Conformational Ensembles from Experimental Data
and Computer Simulations
Poster Abstracts
124
87-POS
Board 7
Large, Dynamic, Multi-protein Complexes - Molecular Simulations and SAXS
Experiments
Bartosz Rozycki
.
n/a, Warsaw, Maryland, Poland.
Many biological functions are carried out by large and dynamic protein complexes, which are
built of multiple domains that are tethered together by intrinsically disordered polypeptide
segments. Examples range from cell signaling to protein sorting and trafficking. Despite their
importance in molecular biology, there is currently no single method which can provide
information on the overall structure of such protein systems: They are not directly accessible to
X-ray crystallography due to the presence of the intrinsically disordered regions (although the
folded domains can be crystallized individually). They are also not accessible to NMR
techniques due to their large molecular weights. In addition, their inherent flexibility make them
practically inaccessible to cryoEM. Notable examples, with great potential applications in
biofuel production, are cellulosomes. They are complex multi-enzyme machineries which
efficiently degrade plant cell-wall polysaccharides.
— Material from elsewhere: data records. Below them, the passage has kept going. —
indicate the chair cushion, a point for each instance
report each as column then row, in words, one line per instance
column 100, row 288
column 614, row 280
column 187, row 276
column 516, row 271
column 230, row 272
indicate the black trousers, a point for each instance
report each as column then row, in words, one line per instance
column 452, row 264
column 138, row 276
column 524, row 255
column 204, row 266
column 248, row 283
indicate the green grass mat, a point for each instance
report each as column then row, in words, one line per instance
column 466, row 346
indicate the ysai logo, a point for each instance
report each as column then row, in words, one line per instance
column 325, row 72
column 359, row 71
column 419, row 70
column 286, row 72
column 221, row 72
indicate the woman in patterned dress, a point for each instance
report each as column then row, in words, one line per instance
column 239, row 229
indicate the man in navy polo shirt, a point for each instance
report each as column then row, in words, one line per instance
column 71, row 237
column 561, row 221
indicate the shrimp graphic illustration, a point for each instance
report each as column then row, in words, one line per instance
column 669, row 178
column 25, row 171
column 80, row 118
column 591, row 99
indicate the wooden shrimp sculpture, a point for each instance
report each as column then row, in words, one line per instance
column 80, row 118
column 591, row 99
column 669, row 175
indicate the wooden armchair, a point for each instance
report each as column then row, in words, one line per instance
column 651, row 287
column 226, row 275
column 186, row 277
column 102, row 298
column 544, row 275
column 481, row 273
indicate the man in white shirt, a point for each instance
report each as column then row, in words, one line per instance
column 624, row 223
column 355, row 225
While many of their individual domains have
been characterized structurally by crystallography and NMR methods, the overall conformations
of cellulosomal components have been studied by low-resolution methods, including small angle
X-ray scattering (SAXS).
A number of SAXS experiments exploring the solution structures of the cellulosomal proteins
have evidenced that the intrinsically disordered linkers provide conformational flexibility which
gives rise to the spatial liberty of the individual globular domains. But the static X-ray scattering
methods only indirectly give access to information about conformational flexibility. We combine
molecular simulations with SAXS experiments to extract additional, dynamic properties of these
proteins. Using this approach, we gain information not only about the distributions of shapes and
dimensions of these proteins, but also about such quantities as the probabilities of inter-domain
contacts and the end-to-end distance distributions for the flexible linkers. Our results thus
provide detailed pictures of the conformational ensembles of the cellulosomal proteins.